Elle heurta un grand chêne.
- Halte ! qui va là ?
- C'est moi, une pauvre petite feuille perdue dans la nature.
Le grand chêne s'ébroua. Des gouttelettes d'eau tombèrent sur la feuille.
- Et bien, étanche ta soif de ces quelques gouttes amères. Passe ton chemin.
Le vent faiblit, transportant sereinement celle-ci vers ce lieu magique qui verra la germination des fruits.
- Regarde petite feuille. Tu vois au loin ce grand feu ? Je ne vais pas te jeter dans ce brasier. Je serais prudent et t'approcherais juste assez pour que les flammes puissent brûler la moisissure que tu transportes afin que ces dernières ne viennent pas souiller le sol sur lequel tu déposeras tes graines.
La chaleur, au fur et à mesure de l'approche, devint de plus en plus forte. Puis au moment où le petit navire aérien aller tomber à l'intérieur du brasier, la bise dévia la trajectoire.

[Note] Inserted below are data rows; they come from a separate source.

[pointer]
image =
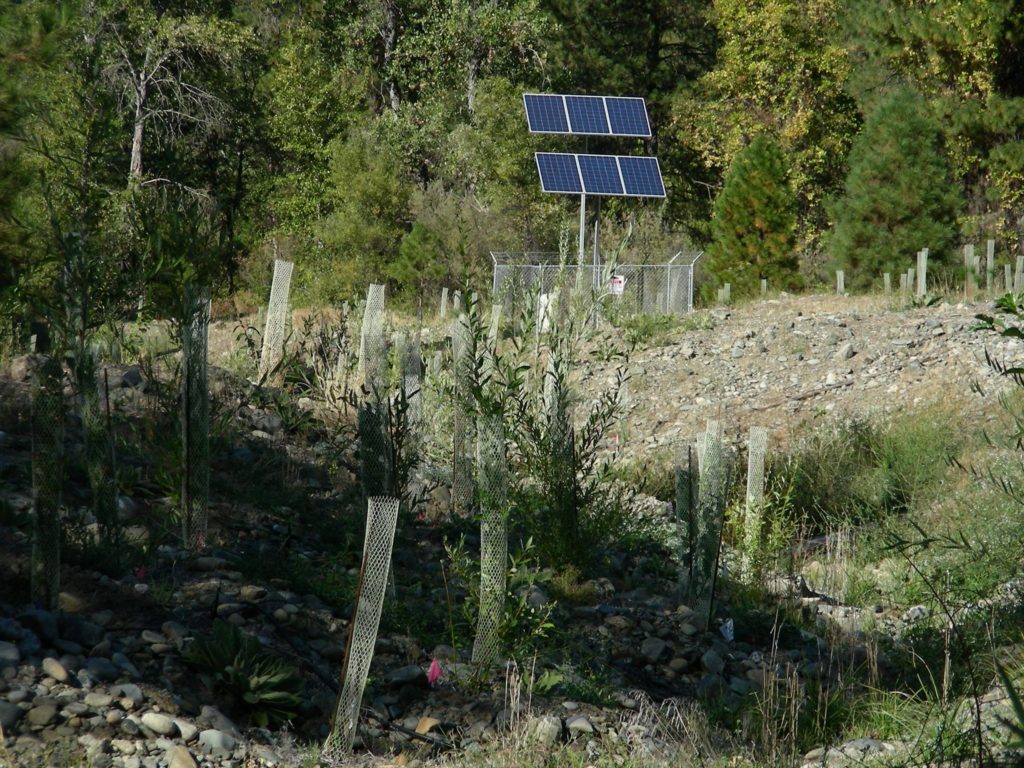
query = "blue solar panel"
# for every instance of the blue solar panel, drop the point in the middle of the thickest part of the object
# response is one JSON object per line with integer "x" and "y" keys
{"x": 628, "y": 116}
{"x": 600, "y": 174}
{"x": 587, "y": 115}
{"x": 545, "y": 114}
{"x": 558, "y": 172}
{"x": 642, "y": 177}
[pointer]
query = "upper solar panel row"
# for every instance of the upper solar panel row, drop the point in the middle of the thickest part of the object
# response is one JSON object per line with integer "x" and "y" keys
{"x": 600, "y": 174}
{"x": 595, "y": 116}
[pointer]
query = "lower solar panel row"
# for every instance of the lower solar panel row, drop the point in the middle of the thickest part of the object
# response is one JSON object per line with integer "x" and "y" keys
{"x": 617, "y": 175}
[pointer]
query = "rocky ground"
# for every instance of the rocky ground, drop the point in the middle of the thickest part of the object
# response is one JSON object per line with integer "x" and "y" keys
{"x": 103, "y": 681}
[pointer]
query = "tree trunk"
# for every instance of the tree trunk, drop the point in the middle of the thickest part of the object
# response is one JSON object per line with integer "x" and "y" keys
{"x": 472, "y": 72}
{"x": 389, "y": 31}
{"x": 135, "y": 167}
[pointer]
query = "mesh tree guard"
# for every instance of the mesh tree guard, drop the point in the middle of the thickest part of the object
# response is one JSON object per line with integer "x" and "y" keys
{"x": 708, "y": 516}
{"x": 492, "y": 351}
{"x": 493, "y": 484}
{"x": 756, "y": 451}
{"x": 382, "y": 515}
{"x": 98, "y": 446}
{"x": 47, "y": 478}
{"x": 989, "y": 264}
{"x": 970, "y": 267}
{"x": 376, "y": 472}
{"x": 195, "y": 418}
{"x": 373, "y": 344}
{"x": 276, "y": 320}
{"x": 686, "y": 495}
{"x": 463, "y": 355}
{"x": 411, "y": 369}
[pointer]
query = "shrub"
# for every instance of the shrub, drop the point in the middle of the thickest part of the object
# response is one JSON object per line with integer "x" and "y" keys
{"x": 754, "y": 222}
{"x": 898, "y": 196}
{"x": 250, "y": 678}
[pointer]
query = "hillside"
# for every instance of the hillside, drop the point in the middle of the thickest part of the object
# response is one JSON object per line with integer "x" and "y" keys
{"x": 628, "y": 671}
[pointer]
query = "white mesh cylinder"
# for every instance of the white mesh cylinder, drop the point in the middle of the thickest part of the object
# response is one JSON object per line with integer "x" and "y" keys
{"x": 47, "y": 481}
{"x": 923, "y": 272}
{"x": 373, "y": 344}
{"x": 462, "y": 440}
{"x": 989, "y": 264}
{"x": 382, "y": 514}
{"x": 195, "y": 418}
{"x": 709, "y": 514}
{"x": 969, "y": 270}
{"x": 276, "y": 320}
{"x": 756, "y": 452}
{"x": 493, "y": 484}
{"x": 493, "y": 330}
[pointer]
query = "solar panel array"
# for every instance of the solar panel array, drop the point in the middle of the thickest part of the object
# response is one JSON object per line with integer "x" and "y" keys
{"x": 592, "y": 116}
{"x": 600, "y": 174}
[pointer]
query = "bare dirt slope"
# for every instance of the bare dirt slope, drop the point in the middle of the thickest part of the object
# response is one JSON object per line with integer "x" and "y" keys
{"x": 784, "y": 363}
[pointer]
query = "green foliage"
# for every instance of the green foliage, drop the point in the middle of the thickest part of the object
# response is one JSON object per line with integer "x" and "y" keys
{"x": 779, "y": 69}
{"x": 251, "y": 678}
{"x": 421, "y": 260}
{"x": 526, "y": 620}
{"x": 753, "y": 226}
{"x": 860, "y": 470}
{"x": 898, "y": 196}
{"x": 370, "y": 198}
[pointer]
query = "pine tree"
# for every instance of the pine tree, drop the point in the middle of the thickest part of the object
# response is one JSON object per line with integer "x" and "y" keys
{"x": 753, "y": 223}
{"x": 899, "y": 197}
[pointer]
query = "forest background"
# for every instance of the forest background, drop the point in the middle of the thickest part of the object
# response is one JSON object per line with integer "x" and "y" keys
{"x": 143, "y": 142}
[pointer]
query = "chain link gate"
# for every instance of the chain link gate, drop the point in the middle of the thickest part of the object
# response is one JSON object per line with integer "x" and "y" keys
{"x": 382, "y": 516}
{"x": 276, "y": 321}
{"x": 195, "y": 417}
{"x": 493, "y": 484}
{"x": 647, "y": 289}
{"x": 756, "y": 452}
{"x": 47, "y": 480}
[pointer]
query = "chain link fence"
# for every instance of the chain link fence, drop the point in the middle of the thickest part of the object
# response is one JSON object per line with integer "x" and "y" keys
{"x": 195, "y": 417}
{"x": 628, "y": 289}
{"x": 47, "y": 480}
{"x": 382, "y": 516}
{"x": 276, "y": 320}
{"x": 493, "y": 484}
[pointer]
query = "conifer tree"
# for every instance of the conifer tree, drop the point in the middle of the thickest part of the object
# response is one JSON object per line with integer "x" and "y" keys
{"x": 899, "y": 196}
{"x": 753, "y": 222}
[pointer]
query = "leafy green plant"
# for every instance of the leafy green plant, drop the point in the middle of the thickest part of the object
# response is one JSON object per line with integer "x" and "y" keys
{"x": 250, "y": 678}
{"x": 526, "y": 620}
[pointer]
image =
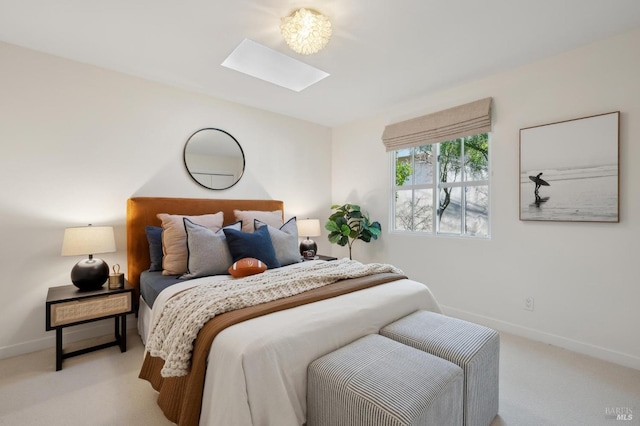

- Te voici presque arrivée à destination. Regarde, le ciel est magnifiquement bleu. Il se dégage une douce chaleur malgré ce début d'automne. Vois-tu les autres tilleuls se courber pour t'accueillir ? Je vais te déposer délicatement sur cette portion de terrain restée libre entre cette rangée d'arbres qui se dressent en formant une haie d'honneur.
En unissant leurs branches, ils réalisèrent une chaîne entourant les nouveaux arrivants.
- Enfin ! Nous allons pouvoir accomplir notre devoir. Notre père nourricier doit être heureux à présent. Il sait que la vie va continuer. D'autres amants pourront se parler d'amour à l'ombre de ce nouvel arbre. Ils pourront graver de nouveaux leurs initiales sur le tronc en respirant le parfum suave de nos fleurs très colorées. S'il te plaît peux-tu lui porter la bonne nouvelle ?
Le mistral changea subitement de direction, souffla alors du sud vers le nord. Arrivant à l'endroit où était planté le tilleul, il lui murmura :
- Tes enfants sont arrivés à bon port. Tu peux t'endormir tranquille cet hiver. Lorsque tu te réveilleras, eux aussi commenceront par avoir une toute petite pousse qui prendra vite de la hauteur pour devenir un arbre beau et fort, tout comme toi.
- Merci mon ami. Tu nous rends de grands services.
Puis tout devint calme, plus un bruissement, plus de tonnerres résonnant dans la campagne. Le long repos et le silence de l'hiver commencèrent.